La boîte África tenía otro estilo y su tendencia era la de un bar musical, creado en un viejo garage. Las barras de amigos tenían allí sus puntos de cita vespertina o diurna cuando el clima no favorecía los baños de mar. También a la noche llegaban algunos jóvenes en bicicletas con sus pullovers anudados sobre la espalda y sus camisas a la moda. La Draga estaba sobre la playa y era un bar decorado con rayas rojas y blancas. Inicialmente había sido el galpón de los peones de obra del Hotel San Rafael.
A Iribarren se le debe también la decoración del Tico Tico, del Strómboli y de residencias de algunos amigos de El Museo como Alberto de Moraes Pinto, Carlos y Luis Robirosa, la familia Robirosa de Alvear, Hernán Cibils Cobo, Caio Costa Méndez y Roberto Nogaró. Algunas de ellas habían sido construídas por el Arq. Doubourg. En esa época en que los westerns hacían furor, muchos hablaban irónicamente del “Far East” uruguayo.
El propio Alberto era muy prolífico y dedicaba sus ratos libres a dibujar; había hecho para el Club de Golf una “Historia ilustrada” de ese deporte. Era la época en que se llegaba por la empresa de transportes ONDA desde Carrasco a la Calle 27.
Al final de una de las ediciones del Festival de Cine de Punta del Este, y en uno de los grandes almuerzos de despedida, los invitados se habían retirado y se encontraban, junto a una copa, actores y directores. Ellos habían hecho circular uno de los individuales de mesa del Noa Noa diseñados por Iribarren y en él dejaron dedicatorias y mensajes a Margarita.
Entre las firmas se destacaba la de Michelle Philipe que decía: “À Marguerite, si charmante, mon meilleur souvenir.”; la de Marinela Lotti; la de Cantinflas, que expresaba su estima; la de Nicole Courcel, que aludía “Á la petite fée de notre groupe”; la de Giacomo Rancatti, John Derek, Joan Fontaine, Henry Magnay y una particular y encantadora nota digna de citar, de Vittorio Gassman, diciendo: “Margherita e un fiore meraviglioso.
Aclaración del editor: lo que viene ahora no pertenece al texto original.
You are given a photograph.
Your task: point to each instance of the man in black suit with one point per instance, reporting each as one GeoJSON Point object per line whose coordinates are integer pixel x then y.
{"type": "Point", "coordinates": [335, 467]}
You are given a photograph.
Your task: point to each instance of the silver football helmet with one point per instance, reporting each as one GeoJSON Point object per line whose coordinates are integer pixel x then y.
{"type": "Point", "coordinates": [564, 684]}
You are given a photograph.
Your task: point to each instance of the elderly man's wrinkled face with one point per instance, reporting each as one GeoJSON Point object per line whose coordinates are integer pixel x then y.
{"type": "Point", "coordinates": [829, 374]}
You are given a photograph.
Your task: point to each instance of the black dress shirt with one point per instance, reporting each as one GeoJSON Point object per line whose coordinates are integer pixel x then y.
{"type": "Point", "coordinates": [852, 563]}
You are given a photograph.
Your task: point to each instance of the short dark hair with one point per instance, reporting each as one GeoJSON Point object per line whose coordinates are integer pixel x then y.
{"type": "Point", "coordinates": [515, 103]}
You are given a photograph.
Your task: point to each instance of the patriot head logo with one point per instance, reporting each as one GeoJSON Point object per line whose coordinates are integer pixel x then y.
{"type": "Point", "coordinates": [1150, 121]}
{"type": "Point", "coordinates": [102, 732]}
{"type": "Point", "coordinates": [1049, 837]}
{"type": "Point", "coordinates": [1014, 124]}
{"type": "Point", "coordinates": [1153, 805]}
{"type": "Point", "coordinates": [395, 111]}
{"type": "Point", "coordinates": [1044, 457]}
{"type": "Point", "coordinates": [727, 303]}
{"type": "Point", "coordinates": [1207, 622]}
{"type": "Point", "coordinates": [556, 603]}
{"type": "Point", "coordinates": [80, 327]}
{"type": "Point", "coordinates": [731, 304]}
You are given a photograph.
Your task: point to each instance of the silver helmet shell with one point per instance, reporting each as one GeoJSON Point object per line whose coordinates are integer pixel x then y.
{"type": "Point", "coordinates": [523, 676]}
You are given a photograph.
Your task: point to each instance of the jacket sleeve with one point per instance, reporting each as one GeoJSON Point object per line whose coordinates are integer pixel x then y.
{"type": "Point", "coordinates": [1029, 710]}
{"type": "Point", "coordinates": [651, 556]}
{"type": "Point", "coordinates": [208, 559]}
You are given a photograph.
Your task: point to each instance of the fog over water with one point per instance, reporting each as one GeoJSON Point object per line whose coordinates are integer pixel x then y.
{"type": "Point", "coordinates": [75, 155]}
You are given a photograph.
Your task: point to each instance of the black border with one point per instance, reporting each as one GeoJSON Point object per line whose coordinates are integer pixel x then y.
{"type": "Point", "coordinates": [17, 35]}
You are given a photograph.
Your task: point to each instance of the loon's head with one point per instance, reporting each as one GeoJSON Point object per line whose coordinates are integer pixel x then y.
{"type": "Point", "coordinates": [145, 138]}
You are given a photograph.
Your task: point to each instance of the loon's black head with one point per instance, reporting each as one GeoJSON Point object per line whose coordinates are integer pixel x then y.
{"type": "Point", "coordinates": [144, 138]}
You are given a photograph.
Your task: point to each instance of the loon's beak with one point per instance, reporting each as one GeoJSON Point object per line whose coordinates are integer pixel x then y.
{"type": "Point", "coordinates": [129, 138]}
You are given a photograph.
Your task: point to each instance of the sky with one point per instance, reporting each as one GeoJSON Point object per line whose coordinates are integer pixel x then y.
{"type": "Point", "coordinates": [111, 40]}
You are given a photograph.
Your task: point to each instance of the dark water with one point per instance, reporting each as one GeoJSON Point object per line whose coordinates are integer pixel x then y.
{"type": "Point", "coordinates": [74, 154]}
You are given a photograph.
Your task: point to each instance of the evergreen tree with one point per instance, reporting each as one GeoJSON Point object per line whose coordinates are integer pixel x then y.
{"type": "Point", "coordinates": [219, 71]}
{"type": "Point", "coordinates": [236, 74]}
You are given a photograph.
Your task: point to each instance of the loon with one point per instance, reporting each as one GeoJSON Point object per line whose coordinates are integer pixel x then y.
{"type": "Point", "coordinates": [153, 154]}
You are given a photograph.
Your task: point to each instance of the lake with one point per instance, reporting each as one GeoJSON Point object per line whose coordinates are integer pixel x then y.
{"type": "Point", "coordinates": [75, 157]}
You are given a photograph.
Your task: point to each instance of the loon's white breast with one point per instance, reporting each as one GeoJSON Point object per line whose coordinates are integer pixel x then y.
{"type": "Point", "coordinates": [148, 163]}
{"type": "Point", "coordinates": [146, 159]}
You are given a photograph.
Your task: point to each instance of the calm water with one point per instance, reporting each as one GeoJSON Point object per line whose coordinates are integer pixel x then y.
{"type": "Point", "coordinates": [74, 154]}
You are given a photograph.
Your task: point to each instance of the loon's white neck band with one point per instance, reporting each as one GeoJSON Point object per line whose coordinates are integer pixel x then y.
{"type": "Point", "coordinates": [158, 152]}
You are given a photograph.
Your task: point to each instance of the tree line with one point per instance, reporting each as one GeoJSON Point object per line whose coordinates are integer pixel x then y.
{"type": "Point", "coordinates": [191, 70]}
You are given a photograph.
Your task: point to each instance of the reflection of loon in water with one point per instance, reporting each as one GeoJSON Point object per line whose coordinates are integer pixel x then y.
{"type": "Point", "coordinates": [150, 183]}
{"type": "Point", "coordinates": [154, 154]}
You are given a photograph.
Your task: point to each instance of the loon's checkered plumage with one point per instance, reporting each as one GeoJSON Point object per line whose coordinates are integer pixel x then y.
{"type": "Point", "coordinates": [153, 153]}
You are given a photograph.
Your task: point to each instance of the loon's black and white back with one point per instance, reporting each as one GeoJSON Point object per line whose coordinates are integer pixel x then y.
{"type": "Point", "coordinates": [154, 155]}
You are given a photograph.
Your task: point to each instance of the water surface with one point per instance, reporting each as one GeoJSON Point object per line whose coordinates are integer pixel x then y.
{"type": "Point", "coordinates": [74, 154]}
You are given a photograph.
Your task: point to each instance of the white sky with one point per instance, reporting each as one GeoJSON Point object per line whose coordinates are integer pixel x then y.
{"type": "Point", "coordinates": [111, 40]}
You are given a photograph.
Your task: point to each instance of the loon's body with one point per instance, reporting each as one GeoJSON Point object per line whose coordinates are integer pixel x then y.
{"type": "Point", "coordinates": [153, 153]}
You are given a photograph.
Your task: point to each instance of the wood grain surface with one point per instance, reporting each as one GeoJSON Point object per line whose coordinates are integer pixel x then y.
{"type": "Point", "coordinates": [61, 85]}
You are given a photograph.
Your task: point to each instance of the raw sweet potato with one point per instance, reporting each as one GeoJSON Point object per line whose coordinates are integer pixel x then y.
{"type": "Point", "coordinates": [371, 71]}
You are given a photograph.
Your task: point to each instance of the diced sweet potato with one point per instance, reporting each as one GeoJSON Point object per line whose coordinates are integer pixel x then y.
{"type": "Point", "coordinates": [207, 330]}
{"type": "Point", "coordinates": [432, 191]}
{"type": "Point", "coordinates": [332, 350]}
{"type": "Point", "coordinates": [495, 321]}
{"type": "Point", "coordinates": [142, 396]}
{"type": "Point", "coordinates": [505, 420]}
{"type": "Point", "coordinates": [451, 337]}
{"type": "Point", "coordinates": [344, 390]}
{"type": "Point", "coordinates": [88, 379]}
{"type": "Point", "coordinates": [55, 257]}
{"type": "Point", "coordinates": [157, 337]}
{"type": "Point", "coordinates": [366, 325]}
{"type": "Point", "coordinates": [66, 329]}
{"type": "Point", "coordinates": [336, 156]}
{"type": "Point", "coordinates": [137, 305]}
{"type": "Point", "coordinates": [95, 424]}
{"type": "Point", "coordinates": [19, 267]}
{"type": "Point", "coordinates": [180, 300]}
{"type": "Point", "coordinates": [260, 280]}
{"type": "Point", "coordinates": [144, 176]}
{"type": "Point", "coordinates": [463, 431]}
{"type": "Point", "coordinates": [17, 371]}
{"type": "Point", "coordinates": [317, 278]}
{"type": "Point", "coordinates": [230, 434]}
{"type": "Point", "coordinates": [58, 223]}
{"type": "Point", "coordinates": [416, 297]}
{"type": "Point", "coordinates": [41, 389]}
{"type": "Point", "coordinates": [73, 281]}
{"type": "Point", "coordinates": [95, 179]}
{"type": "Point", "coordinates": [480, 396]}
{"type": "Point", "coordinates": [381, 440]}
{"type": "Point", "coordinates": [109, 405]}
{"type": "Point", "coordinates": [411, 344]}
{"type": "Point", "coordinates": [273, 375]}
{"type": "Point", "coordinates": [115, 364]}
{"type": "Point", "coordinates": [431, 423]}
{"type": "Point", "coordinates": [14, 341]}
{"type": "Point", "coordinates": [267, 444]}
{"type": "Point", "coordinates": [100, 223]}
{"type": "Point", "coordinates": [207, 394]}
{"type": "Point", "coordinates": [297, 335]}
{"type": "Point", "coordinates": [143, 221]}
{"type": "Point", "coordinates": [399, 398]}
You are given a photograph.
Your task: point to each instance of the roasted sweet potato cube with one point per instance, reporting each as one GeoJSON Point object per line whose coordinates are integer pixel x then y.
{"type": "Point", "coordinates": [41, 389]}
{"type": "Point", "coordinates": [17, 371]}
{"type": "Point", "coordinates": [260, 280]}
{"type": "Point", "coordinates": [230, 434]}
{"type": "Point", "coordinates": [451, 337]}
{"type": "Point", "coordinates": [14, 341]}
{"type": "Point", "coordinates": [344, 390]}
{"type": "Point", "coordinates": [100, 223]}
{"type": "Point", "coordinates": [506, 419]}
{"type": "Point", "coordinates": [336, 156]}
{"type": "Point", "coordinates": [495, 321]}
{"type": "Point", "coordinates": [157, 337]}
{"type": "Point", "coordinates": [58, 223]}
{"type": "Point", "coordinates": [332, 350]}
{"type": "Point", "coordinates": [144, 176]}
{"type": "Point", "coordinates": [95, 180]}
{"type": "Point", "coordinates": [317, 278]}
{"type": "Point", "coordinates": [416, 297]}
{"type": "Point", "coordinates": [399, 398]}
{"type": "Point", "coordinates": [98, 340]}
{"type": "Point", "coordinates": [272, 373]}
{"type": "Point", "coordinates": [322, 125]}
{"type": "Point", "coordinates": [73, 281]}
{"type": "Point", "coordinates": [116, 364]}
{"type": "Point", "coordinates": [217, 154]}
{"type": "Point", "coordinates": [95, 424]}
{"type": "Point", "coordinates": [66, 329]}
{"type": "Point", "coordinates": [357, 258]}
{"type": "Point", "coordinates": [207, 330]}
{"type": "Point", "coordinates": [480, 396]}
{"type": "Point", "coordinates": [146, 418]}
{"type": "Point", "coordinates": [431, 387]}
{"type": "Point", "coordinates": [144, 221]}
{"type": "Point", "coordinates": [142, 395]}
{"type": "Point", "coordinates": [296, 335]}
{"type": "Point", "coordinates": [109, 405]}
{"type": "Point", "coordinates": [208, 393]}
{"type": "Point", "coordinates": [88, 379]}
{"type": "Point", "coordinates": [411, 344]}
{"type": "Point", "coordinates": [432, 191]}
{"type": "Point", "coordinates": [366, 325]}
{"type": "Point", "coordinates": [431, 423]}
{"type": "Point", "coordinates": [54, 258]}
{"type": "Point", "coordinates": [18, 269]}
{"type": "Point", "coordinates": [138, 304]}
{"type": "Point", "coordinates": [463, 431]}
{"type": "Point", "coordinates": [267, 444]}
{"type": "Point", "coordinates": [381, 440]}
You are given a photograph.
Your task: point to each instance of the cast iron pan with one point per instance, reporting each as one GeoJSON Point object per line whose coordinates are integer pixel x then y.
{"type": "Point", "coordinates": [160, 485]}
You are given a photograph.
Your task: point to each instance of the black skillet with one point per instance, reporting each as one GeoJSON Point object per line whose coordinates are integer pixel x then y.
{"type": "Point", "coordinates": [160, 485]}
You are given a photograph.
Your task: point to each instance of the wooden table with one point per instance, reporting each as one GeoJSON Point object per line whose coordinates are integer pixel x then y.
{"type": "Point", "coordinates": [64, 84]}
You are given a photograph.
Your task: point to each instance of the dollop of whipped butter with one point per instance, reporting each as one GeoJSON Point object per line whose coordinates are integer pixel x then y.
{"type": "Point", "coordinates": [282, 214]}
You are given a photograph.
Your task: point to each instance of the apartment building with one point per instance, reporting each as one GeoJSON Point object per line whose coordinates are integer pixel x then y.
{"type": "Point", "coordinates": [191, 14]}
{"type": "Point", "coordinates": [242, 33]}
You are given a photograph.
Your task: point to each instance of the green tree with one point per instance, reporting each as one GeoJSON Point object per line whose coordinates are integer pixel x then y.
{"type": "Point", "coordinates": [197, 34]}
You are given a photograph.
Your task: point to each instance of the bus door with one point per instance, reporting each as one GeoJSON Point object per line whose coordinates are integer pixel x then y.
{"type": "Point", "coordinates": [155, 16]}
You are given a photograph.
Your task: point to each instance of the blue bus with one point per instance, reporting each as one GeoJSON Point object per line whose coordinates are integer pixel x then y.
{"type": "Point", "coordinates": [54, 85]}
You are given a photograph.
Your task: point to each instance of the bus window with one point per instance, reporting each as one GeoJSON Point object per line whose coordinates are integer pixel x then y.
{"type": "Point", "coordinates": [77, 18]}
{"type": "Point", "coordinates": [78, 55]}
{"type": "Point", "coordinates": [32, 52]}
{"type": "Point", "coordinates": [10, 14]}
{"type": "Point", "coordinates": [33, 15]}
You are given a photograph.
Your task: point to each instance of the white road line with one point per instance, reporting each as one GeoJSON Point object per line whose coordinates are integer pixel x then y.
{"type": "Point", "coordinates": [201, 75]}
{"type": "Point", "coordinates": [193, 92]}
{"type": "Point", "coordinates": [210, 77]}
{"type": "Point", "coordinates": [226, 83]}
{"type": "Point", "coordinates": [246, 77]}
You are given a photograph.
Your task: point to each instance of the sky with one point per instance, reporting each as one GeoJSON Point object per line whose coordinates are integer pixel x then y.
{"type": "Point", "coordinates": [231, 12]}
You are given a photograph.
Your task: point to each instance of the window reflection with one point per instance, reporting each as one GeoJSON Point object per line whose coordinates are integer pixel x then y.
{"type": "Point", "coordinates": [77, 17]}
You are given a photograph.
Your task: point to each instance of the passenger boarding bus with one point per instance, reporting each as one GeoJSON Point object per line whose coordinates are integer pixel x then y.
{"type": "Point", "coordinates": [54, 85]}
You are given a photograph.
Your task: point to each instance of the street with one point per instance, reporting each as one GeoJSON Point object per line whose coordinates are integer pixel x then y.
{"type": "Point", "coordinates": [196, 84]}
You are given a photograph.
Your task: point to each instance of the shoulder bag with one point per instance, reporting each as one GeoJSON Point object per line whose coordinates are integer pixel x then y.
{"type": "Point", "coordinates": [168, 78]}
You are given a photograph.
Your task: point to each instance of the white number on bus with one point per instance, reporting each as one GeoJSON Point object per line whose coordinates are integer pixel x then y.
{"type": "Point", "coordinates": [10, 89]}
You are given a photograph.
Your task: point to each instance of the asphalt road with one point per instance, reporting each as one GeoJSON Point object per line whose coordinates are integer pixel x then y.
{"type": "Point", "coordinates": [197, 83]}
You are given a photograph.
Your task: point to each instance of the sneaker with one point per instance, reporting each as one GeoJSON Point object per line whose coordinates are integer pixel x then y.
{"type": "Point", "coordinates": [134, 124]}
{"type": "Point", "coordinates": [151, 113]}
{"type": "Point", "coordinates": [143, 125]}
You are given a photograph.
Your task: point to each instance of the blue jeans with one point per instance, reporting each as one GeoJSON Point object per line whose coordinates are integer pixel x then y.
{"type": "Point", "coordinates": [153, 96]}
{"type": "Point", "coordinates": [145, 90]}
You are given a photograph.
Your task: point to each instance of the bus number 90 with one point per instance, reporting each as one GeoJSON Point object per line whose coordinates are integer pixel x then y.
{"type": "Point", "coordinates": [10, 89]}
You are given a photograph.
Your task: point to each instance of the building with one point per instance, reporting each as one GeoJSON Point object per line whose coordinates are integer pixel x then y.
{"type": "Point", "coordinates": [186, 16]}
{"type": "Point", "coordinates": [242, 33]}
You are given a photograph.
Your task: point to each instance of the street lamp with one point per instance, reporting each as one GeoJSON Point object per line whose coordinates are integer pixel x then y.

Profuma in state e in inverno. Un fiore eterno come belezza”.
Que la memoria sirva para rescatar el fugaz recuerdo de algunos personajes que con talento e imaginación lograron hacer de una vida calma, una vida placentera. La presencia de quienes marcaron siempre en Punta del Este un nuevo hito debe recordarse.
Si bien la ciudad crece y se amplía, son vidas como estas y almas con impulso las que infunden al lugar una personalidad y una cultura características. Madame Pitot inició una tradición con el Hotel British, y luego, en cada época, son otros los que dejan su marca y ayudan a definir un estilo propio en lo que va siendo la historia del balneario.